Gone with the Wind is being pulled from the shelves of American schools and libraries and one can see why.  The book was written in a time when racism was still rife and it involves slavery as told from a white southern perspective. Therefore, the book includes derogatory terms towards African Americans and it portrays some of the enslaved characters as “happy,” when slavery was anything but. 

Which is clear to see why, with its numerous terms, portrayals and depictions the book has become notorious as an emblem of racism. But if you are willing to read this book even with its outdated views,  Gone with the Wind is a story that’s worth a read.

The only novel of the journalist and novelist Margaret Mitchell, “Gone with the Wind” is a historical fiction novel that takes place during the American Civil War and the Reconstruction era of the South after the war. The day I got the book, I began to read it and immediately became engrossed in it. 

Gone with the Wind is 1,037 pages long with a total of sixty-three chapters divided into five parts.  The story begins in the Spring of 1861 with the Tarleton twins Brent and Stuart. Upon being told by them that Ashley Wilkes, a boy in her county, is to marry a distant relative of his, Melanie Hamilton, Scarlett, the protagonist, is heart broken. In her mind, Ashley had to be in love with her. Upon her confrontation towards him at his family’s plantation, he marries Melanie anyway. Scarlett, in order to make Ashley jealous, marries Charles Hamilton, Melanie’s brother. Having done this, the Civil War begins and unfortunately, not even into a year of marriage, Charles is killed. Being a widow in mourning and with her emotions everywhere, Scarlett moves to Atlanta with Charles Aunt Pittypat and Melanie. From then on, the life of Scarlett O’Hara continues and alters in more ways than one. 

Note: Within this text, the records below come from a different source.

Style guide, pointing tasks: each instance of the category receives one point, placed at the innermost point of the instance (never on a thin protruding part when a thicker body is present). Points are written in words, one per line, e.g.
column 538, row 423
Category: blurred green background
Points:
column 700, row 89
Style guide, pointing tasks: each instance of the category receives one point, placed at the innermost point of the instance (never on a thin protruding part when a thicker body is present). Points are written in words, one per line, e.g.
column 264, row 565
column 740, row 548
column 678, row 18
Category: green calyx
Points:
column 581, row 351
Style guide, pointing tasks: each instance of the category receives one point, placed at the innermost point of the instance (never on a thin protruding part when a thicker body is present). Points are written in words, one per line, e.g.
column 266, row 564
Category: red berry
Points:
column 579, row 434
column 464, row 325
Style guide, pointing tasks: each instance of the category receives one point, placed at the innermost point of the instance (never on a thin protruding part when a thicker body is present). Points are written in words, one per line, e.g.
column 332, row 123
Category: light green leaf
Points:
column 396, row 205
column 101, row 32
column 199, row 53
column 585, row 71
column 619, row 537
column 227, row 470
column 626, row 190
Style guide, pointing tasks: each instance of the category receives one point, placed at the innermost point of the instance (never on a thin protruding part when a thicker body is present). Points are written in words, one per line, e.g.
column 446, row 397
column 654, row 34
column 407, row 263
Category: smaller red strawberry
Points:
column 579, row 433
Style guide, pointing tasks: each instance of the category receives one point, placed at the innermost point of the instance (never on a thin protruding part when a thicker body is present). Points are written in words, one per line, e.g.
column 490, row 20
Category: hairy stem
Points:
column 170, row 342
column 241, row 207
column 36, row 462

 From then on, the plot follows Scarlett O’Hara from the time during the Civil War and the South’s Reconstruction era which are both full of struggle and hardship. It’s a story of unrequited love, hardship, and watching the life you once lived leave and the people you once knew either die in war or become the ghost of what they used to be. Scarlett O’Hara is by far one of the most shocking protagonists I have ever come across in any novel I’ve read and the things she does throughout the book make you question what goes on through her head. She’s vain, self-centered and a spoiled sixteen-year-old at the beginning of the book, followed by her narcissism, negligence, gaslighting, and complete manipulation, losing her first few qualities as she matures but still keeping the rest. 

For the whole of the book, it follows a single plot which is the life of Scarlett O’Hara but it also doesn’t as there are new issues to deal with within each new part the more you read. It’s not just a single string but a map of strings that each have their own tale for Scarlett to be in and go through either with spiteful merriment or complete hardship and heartbreak that she has to keep in so she can move forward without getting blown away by the wind that swept through the South. Strength is a key point in the entirety of “Gone with the Wind ” as even if it is a good quality to conjure, it also hurts to the point where it just becomes too much. 

 I would say I hate her, which I very much do, but I also love her. She’s at times intelligent and unlike the other women in the book, she has more common sense than she lets on and can be the bluntest character there is. Her unwavering desire to keep Tara—her family’s plantation—safe during the Reconstruction era, her survival instincts as a woman in a time where most people lost everything, and wanting (sometimes) to keep her family safe to the point of almost marrying a man she hates just for money are some of her most admirable traits. 

My favorite part of the book though is when a very important person in Scarlett’s life passes. The way she reacts to it just goes to show what war can do to a person and the more she refuses to cry for the sake of the strength that she has to keep is one of the hardest things a person can do. 

The amount of pain that she holds in for the sake of staying strong until it boils over and onto the floor is one of the most gut and heart wrenching, unimaginable pains to ever endure. Scarlett O’Hara is a proud, determined, vile woman that is the embodiment of the South that sees everyone and everything for what it is; gone with the wind like dust cleaned off a vase and forever unable to be put back in place. In other words, displaced. 

Gone with the Wind is by far one of the most intricate works of American literature to ever be written and for all its harsh racism, portrayals of enslaved characters, unrequited love, war and the loss of the old everything that someone could once have known, it is simply a book I enjoyed and would recommend to anyone who would give up some of their time, even if it means only reading the first line.